My profile: MPLS: default, Use Compression: default, Use Encryption: required, Change TCP MSS: default ; I don’t know option ‘Use VJ Compression’ - where and what is it ?

– On Win 7, did you install the CA certificate into the MACHINE store? By default it installs to the user profile which is not valid as an SSTP vpn operates at the machine level. When importing the cert, select “Place all certicates in the following store”, then on the next dialog, select “Show Physical Stores”. Select Trusted Root Cert Authorities → Local Computer

Yes, in local machine store.

  • On Win 7, don’t specify a client side cert.

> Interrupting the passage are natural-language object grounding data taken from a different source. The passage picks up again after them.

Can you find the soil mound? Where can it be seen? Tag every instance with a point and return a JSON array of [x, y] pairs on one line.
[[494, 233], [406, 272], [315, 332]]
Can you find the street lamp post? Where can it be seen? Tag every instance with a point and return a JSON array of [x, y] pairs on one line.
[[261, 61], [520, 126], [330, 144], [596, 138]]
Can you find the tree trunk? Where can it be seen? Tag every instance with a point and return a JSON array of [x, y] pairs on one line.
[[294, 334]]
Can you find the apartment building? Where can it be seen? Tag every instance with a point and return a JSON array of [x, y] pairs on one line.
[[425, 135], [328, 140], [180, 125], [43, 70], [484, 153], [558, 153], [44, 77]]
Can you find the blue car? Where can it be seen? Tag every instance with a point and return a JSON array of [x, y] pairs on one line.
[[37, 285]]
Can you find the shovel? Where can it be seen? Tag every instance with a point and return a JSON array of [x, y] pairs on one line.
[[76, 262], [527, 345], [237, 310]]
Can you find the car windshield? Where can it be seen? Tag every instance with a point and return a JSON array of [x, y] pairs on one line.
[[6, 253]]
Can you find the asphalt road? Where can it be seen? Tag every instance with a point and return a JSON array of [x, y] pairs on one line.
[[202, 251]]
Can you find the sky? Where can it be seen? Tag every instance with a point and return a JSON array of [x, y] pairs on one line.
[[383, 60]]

I don’t specify that, only MSCHAP2.

– In PPP > Secrets, edit your secret. Service needs to say either SSTP or ANY

In ‘Service’ I have selected SSTP.

– Is your network using IPv6? If not, disable the protocol on the VPN interface in windows (properties > Networking, uncheck IPv6)

Not using IPv6 → disabled it on VPN connection in Windows → no change.

Maybe this piece of log would be of some information regarding the cause of my problems:

12:27:14 sstp,ppp,info : terminating… - cert hash not matching

4

I can’t find info on “cert hash not matching” and can’t reproduce error 619 on a Windows VPN. I tried various misconfigurations and windows gave me descriptive error messages.

I think error 619 means there was an error in the connection protocol (vs a negotiation error). Could be a bug in the Routerboard firmware. You could downgrade the firmware to test, or try from another PC.

Sorry I don’t have any more ideas to test.

5

Send a supout file to support.

6

I have the same problem “cert hash not matching”, i’m using wildcard cert on my MT 6.32.1
I sent my supout file to you.

\EDIT

I downloaded and installed packages for 6.32.1 again from winbox ( Check for Updates - Download and Install) and now SSTP established connection correctly.